[53] Elias A. Calkins was editor of the Madison Argus and Democrat, and one of the leading newspaper publishers of the state. In 1861 he entered the army as major of the Third Wisconsin Cavalry, having declined a commission as colonel. After the war he resumed the newspaper business and at the time of his death in 1904 was an editorial writer on the Chicago Chronicle. L. P. Harvey was governor of the state from January 6 to April 19, 1862, his career being tragically cut short by drowning while engaged in a mission of succor to Wisconsin’s soldiers wounded in the battle of Pittsburg Landing. Myron H. Orton was born in New York in 1810 and came to Wisconsin in 1849, settling first at Milwaukee and a few years later at Madison. He was a lawyer by profession. He died at Madison in 1860. Jared C. Gregory was born in New York in 1823 and died at Madison in 1892. He served for twelve years as a regent of the University of Wisconsin and from 1880 until his death as a curator of the State Historical Society. Jairus C. Fairchild came to Madison from Ohio in 1846. Two years later he became the first treasurer of the state of Wisconsin, and in 1853 failed of election to the governorship by only two votes. From the time of his first coming to Madison until his death in 1862 he occupied positions of prominence in the city and the state.

[54] Thomas Graham and Thomas St. George of Racine.

[55] Miss L. L. Coues. Because of lack of funds the board of directors early in 1861 suspended indefinitely the public high school. Miss Coues thereupon proposed, if the board would grant her the free use of the building and equipment, to maintain a high school free of expense to the board, on a tuition basis. Afterward the arrangement was modified so as to make the school one for girls only. Such, for two years, were the high school facilities afforded the young people of Madison.

[56] Milton S. Griswold of Waukesha and William Fallows of Hanchettville. Griswold was graduated from the university in 1863, became a lawyer, and practiced first at Madison and later at Waukesha, where he served at different times as county judge. For an interesting account of his pedagogical proclivities while at the university, see John Muir’s Story of My Boyhood and Youth, 280-82.

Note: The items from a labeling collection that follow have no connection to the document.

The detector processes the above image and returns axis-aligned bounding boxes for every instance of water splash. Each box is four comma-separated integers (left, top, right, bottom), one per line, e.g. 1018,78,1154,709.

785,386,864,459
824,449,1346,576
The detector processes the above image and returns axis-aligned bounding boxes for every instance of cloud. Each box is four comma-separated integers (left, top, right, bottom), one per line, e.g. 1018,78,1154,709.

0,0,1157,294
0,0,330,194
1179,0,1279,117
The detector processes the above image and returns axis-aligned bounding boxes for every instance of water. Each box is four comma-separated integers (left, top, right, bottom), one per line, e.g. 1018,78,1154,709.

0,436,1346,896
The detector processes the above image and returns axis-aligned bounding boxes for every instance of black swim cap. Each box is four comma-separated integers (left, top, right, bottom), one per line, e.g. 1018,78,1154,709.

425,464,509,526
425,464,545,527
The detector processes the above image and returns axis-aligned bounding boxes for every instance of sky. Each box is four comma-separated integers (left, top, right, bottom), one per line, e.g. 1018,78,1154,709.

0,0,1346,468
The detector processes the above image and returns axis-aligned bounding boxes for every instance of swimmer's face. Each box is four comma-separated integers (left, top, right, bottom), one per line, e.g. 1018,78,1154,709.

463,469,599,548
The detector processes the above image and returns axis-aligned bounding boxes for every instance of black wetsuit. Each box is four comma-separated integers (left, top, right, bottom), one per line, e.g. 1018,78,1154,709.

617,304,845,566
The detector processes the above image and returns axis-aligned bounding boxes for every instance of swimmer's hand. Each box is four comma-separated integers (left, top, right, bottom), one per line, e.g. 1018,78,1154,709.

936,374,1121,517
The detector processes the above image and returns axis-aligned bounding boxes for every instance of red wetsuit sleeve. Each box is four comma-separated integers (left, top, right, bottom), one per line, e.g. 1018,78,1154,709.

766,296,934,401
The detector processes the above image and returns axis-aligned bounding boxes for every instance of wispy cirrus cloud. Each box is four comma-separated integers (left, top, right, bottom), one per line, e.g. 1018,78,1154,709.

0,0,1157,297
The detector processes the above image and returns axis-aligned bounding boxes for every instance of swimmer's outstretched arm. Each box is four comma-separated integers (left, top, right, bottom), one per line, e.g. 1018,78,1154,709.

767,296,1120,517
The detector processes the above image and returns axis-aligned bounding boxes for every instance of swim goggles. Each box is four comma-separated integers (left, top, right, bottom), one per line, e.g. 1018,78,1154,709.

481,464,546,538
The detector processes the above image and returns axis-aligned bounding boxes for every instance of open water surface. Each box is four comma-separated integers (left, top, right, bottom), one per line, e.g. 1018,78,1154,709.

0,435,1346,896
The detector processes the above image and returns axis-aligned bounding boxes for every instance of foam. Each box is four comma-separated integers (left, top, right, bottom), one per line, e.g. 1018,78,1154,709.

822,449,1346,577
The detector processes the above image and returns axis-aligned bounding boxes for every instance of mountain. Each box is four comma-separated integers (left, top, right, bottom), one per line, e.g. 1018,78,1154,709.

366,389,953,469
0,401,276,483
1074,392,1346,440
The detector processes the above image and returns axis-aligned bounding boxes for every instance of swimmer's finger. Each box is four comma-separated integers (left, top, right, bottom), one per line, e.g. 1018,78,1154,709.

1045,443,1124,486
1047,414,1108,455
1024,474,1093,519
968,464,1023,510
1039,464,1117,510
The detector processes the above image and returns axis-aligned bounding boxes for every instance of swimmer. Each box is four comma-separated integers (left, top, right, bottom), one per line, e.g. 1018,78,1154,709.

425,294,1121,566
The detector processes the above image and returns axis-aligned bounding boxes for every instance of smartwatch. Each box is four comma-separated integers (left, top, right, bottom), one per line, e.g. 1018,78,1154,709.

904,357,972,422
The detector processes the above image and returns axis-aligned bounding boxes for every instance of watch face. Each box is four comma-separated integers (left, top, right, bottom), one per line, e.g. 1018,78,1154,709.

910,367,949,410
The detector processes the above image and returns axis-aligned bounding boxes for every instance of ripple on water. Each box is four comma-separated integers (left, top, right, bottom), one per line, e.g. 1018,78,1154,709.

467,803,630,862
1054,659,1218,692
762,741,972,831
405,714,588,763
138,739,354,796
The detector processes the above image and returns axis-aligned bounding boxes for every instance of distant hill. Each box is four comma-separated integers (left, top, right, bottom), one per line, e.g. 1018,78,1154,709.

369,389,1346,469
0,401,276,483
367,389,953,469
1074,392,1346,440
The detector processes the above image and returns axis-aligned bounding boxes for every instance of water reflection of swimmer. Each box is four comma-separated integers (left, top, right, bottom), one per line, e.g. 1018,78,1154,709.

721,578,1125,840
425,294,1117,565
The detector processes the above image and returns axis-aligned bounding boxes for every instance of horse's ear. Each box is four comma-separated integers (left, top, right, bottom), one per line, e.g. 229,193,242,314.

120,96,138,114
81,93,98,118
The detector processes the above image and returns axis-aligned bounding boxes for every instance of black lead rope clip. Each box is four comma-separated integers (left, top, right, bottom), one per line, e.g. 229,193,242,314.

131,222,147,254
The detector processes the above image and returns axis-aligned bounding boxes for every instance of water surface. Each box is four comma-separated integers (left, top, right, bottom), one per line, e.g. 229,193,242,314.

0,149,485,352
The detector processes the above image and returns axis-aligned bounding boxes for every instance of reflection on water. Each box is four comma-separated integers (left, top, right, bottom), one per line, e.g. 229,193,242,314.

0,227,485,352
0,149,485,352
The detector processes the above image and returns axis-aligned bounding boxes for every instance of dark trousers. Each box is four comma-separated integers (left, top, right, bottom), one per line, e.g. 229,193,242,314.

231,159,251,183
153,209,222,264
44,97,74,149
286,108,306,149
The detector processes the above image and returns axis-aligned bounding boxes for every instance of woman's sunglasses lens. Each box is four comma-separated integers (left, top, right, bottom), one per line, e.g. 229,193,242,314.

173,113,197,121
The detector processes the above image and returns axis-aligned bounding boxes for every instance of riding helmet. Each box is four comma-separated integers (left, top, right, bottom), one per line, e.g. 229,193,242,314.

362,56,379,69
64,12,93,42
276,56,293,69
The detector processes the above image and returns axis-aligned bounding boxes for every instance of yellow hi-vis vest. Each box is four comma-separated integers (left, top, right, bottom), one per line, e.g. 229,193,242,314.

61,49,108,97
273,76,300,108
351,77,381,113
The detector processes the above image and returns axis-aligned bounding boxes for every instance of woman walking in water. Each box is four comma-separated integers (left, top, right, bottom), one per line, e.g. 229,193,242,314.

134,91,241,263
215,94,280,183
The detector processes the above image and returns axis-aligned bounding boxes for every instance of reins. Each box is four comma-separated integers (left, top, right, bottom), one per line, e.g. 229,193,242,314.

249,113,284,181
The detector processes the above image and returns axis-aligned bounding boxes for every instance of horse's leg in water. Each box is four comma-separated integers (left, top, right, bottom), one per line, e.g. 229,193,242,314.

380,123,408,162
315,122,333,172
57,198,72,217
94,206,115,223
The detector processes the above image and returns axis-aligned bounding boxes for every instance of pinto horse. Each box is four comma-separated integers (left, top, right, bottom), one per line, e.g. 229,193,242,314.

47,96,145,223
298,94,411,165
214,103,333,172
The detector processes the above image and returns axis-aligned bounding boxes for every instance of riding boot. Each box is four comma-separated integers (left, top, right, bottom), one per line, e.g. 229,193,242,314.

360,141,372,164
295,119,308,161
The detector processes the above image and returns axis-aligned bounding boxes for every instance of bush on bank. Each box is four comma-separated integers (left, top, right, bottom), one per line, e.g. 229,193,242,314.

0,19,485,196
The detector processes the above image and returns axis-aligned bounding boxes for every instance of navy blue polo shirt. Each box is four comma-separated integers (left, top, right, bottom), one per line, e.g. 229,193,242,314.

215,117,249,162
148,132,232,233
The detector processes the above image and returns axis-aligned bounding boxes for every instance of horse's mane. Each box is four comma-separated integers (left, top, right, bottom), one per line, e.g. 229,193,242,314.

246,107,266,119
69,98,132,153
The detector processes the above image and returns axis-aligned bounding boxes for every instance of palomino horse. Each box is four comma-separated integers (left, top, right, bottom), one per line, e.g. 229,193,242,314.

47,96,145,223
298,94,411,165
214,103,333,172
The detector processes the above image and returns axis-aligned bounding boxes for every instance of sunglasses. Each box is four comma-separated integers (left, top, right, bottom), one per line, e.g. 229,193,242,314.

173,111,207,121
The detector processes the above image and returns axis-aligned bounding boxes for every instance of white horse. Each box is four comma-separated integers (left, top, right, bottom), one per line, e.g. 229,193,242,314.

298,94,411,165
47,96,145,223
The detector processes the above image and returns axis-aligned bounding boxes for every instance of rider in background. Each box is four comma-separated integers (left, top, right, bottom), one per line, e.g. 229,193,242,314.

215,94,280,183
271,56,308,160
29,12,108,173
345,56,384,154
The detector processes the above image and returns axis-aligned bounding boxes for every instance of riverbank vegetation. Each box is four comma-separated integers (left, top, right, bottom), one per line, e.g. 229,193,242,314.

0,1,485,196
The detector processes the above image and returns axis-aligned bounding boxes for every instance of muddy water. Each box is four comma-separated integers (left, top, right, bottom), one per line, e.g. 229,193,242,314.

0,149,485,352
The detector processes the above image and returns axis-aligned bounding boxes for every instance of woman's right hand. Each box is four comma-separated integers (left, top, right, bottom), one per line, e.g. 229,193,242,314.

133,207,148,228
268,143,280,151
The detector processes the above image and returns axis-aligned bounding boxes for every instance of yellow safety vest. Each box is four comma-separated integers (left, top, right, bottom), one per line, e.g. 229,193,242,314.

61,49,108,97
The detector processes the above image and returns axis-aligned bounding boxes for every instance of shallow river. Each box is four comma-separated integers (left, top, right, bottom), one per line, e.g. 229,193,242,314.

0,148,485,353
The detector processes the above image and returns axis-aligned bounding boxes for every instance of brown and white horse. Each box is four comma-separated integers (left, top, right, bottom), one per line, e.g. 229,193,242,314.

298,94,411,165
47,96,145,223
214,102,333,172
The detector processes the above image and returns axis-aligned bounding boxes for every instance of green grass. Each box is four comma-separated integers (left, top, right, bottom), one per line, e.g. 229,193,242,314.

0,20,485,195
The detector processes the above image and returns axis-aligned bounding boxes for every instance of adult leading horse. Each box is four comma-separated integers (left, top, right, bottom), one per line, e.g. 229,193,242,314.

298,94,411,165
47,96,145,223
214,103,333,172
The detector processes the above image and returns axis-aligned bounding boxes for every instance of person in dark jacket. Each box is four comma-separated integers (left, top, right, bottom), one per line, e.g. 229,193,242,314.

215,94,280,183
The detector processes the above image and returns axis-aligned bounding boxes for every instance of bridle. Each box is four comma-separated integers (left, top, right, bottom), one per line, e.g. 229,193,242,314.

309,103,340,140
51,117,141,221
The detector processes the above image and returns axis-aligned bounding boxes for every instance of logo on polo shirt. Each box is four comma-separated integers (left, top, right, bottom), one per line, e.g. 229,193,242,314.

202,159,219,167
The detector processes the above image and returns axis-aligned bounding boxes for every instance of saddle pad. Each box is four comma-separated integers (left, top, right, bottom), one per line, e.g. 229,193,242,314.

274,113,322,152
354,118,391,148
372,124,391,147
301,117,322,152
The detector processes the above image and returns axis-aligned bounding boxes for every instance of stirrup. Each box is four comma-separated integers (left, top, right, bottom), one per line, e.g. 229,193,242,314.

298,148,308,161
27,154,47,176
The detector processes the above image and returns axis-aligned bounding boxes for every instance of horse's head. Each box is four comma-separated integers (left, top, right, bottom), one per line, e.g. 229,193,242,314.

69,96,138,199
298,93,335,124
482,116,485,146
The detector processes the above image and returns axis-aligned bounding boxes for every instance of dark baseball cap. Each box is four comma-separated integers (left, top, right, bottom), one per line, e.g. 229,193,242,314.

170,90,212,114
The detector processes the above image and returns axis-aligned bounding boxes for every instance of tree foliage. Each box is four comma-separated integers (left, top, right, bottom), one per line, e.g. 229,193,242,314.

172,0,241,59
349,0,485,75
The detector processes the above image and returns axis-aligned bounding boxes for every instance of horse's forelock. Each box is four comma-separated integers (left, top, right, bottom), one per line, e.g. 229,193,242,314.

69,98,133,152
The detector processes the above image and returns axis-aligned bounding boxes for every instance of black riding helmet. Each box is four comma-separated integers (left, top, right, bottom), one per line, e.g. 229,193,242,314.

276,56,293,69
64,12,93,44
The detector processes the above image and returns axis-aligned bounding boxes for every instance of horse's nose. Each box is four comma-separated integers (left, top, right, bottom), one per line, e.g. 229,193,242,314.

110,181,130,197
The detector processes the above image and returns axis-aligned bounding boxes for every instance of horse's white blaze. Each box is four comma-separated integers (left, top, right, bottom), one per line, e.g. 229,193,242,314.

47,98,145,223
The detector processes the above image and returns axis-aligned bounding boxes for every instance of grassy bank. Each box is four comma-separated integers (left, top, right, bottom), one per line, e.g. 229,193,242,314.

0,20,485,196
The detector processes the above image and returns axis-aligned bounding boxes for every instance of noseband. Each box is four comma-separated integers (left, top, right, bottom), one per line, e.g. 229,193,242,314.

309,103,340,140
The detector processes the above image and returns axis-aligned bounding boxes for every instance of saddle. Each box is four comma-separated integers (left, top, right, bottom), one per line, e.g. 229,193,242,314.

[57] Stephen D. Carpenter, locally prominent as editor, publisher, and inventor. He located in Madison in 1850 and thereafter for many years was intermittently engaged in the printing and publishing business. In 1853 he invented a pump which is said by one authority to have brought him $35,000. Among other inventions of his were a power-press, a voting-machine, and a type-setting machine. He claimed to have invented the first mechanical knotter for binding grain. In later life his prosperity departed. He died at Carthage, Missouri, in October, 1906.

[58] John G. McMynn, noted Wisconsin teacher and educator. He came to the state about the year 1848, settling first at Kenosha and then at Racine. He served as manager of the J. I. Case Threshing Machine Company, regent of the University of Wisconsin, superintendent of the Racine public schools, and state superintendent of public instruction. During the war he rose to the colonelcy of the Tenth Wisconsin Infantry. He died at Madison in June, 1900.

[59] Thus the first of the seventy thousand soldiers who were to pass through Camp Randall during the next few years departed for the war. Of this farewell, and the further record of the regiment Reid wrote in old age as follows:

“On the twentieth day of June, the entire student force of the university formed part of the throng which assembled at the railroad depot to witness the departure of that gallant regiment, which was destined, before the return of its remnant to the state, to earn the proud but sad record of losing in battle more men in proportion to its numbers than any other regiment which fought on either side among the great hosts engaged in the tremendous struggle. That twenty per cent of its entire enlistment fell dead on battlefields during three years’ service cannot, indeed, be said of any other regiment of any nation in modern times.”